Malaysia or Nauru: Parliament Decide Asylum Seekers’ Fate

Australia’s Federal Parliament are debating whether to change the Migration Act – allowing asylum seekers to be sent offshore to Malaysia or Nauru for processing.

Refugee advocates are nervously awaiting Parliament’s decision to change the Migration Act, which will allow asylum seekers to be processed offshore.

If an election were held now, most recent polls show the Government are set to lose power, so refugee groups are concerned at how changing the Act will affect both the Government and the Opposition’s refugee strategies.

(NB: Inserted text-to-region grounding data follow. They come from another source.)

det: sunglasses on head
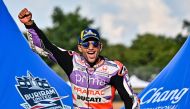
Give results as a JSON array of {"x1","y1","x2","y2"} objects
[{"x1": 80, "y1": 41, "x2": 100, "y2": 48}]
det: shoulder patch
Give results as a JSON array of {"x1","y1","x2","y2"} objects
[
  {"x1": 68, "y1": 50, "x2": 74, "y2": 56},
  {"x1": 114, "y1": 60, "x2": 128, "y2": 76}
]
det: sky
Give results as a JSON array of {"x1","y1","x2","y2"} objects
[{"x1": 4, "y1": 0, "x2": 190, "y2": 46}]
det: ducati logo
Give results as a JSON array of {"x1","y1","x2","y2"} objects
[{"x1": 15, "y1": 71, "x2": 70, "y2": 109}]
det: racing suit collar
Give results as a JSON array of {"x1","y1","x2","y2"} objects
[{"x1": 84, "y1": 55, "x2": 105, "y2": 68}]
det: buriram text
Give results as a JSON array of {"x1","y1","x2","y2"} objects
[
  {"x1": 24, "y1": 89, "x2": 56, "y2": 102},
  {"x1": 141, "y1": 87, "x2": 189, "y2": 104}
]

Prime Minister Julia Gillard is pushing to amend the act, in an effort to resuscitate her troubled Malaysian Solution.

The Opposition want to restore their offshore detention strategies – in place prior to 2007.

Opposition spokesman Andrew Robb says the Nauru Detention Centre would be immediately reinstated if his party were re-elected.

“We would pick up the phone to the president of Nauru and reopen that facility,” Mr Robb said.

Refugee groups do not approve this outcome, despite Nauru, unlike Malaysia – being signatories to the Refugee Convention.

Melbourne Asylum Seeker Resource Centre Campaign Manager Pamela Curr wants the government to process all asylum claimants inside Australia, describing Nauru as a barren island with prison-camp conditions.

“We are trying to export this problem to our impoverished neighbours,” Ms Curr said.

According to Ms Curr, with uprisings against totalitarian regimes flaring up across the Middle East, the number of refugee arrivals to Australia will continue to swell.